How to use Parallel Streams in Java?

Java 11 Certification Practice Questions (For the complete list, refer to

http://talks.skilltoz.com/java-11-certification-exam-questions/

Topic: Working with Streams and Lambda expressions

Objective: Perform decomposition and reduction, including grouping and partitioning on sequential and parallel streams

Questions

Q1. Which statements are true about the following code? (Choose all that apply.)
 Set<Integer> mySet = Set.of(5, 2, 8, 10);
   synchronized (mySet) {
      Integer num = mySet
                .parallelStream()
                .sorted()
                .findAny()
                .get();
      System.out.println("Num is " + num);
   }  

A. The first value printed will be 5
B. The first value printed will be 2
C. The code will not compile
D. The output cannot be determined ahead of time
E. The code compiles but throws an exception at runtime

Answers

Q1. Choice D is correct. The code compiles and runs without compile time or runtime issues, but the output cannot be predicted. The findAny() method finds any element from a Stream without considering the order. For parallel streams, findAny() method will return the value from the first thread that retrieves a record. Even if sort() is invoked on the parallel stream, findAny() method might not return the first record.

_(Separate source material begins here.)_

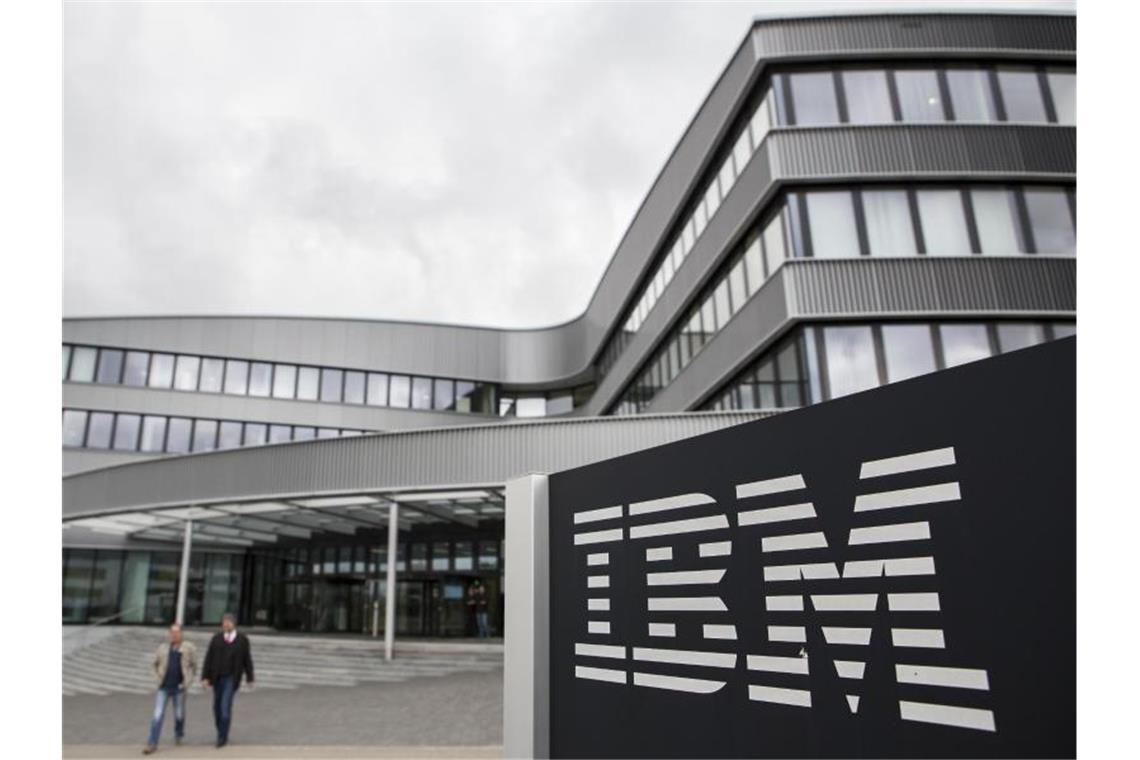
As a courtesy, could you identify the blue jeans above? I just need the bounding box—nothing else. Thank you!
[146,688,186,746]
[213,676,237,742]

To learn more about parallel streams, check out

http://talks.skilltoz.com/all-about-parallel-streams

https://docs.oracle.com/javase/tutorial/collections/streams/parallelism.html

2 Comments

    1. That is right. Sorting on a parallel stream does not mean that findAny() will return the first matching record. In serial streams, it usually returns the first matching element, although even this behavior is not guaranteed.